Types of Ensemble Algorithms

Despite the costs, there are a number of areas where there is existing research, and even a significant number of practical use cases, in ensemble models. The two main categories are:

  • Collaborative inference. This is where two or more models combine to complete inference. They could be on separate servers, or together on one server. The two basic ways that multi-models do inference: together or separately. One architecture is for both models to do inference and combine results to complete the operation (e.g. big-small architectures, committee-based decoding, and speculative decoding). The other category is where one model is chosen from multiple options to do all the inference calculations, which is called a “model selection algorithm” (e.g. Mixture-of-Experts).
  • Multi-model training. There are various other methods of uses an ensemble technique to train up better models. Knowledge distillation is technically using two models for training (i.e. a teacher and a student model), but it's not usually classed as an ensemble architecture in itself because the larger model is not subsequently used for inference. Some of the more parallel training techniques are called: bagging, boosting, stacking, and many variants. There is also the simple training method of using input data sets to train models, where the data is based on the output of some other model (sometimes called “dataset distillation”).

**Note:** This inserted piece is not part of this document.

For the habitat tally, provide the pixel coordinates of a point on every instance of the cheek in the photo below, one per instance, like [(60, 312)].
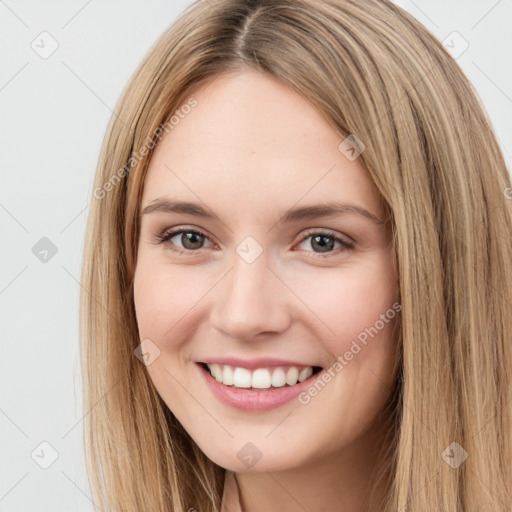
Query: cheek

Example Ensemble Architectures: Within the two major categories, there are multiple different areas of research. Some examples of types of multi-model architectures include:

  • Generative Adversarial Networks (GANs). These use two AI models against each other, one being critical of the output of the other, to improve overall results. This is an architecture that has proven very successful in practice.
  • Knowledge Distillation (KD). This is a well-known and widely used optimization method whereby a large model is built first, and then it is used to “distill” its knowledge into a smaller model, as a “teacher” model to a “student” model. Two models are used in training, but only the smaller model is used for inference. Note that there are also various more advanced forms of “ensemble distillation” (multi-teacher methods) that involve two or more teacher models, plus the student model. See Chapter 45 for more about knowledge distillation.
  • Cascade inference optimizations. Cascade optimizations involve the selection of different models, or paths through multiple models, as a type of inference optimization. Two or more models are used in the inference phase, and there are various methods for deciding at runtime which to choose.
  • Big-small models. In a specific subtype of the cascade method called big-small models, there are two models trained differently. The idea is that during inference, a heuristic decides which model to invoke, and a faster “small” model is used in common cases, and the slower “big” model is only needed to handle the rarer cases. This can improve inference latency and total throughput.
  • Speculative decoding. This method is similar to the big-little architecture, but differs because all queries initially go to the small model. The small, faster model does its best to suggest output tokens (i.e. it “speculates”), and then a bigger model is used to “verify” the correctness. If the bigger model has to override the smaller model, it is then slower, but usually the smaller model is accurate enough for the whole process to be faster on average, with accuracy close to using a larger model.
  • Parallel multi-model inference. In some architectures, multiple models can process the same input data in parallel. Each model produces its own results, and the resulting ensemble model has to then choose an overall result. The algorithm to decide amongst the multiple options could be maximum (or minimum), majority (counting), weighted averages, and many other combinations.
  • Hybrid dual transformer architectures. Rather than entire duplicate Transformer models, there has been research on adding extra components to the basic Transformer architecture, such as two decoders or two encoders merged together. This area is one of the more theoretical and less explored areas of multi-model research.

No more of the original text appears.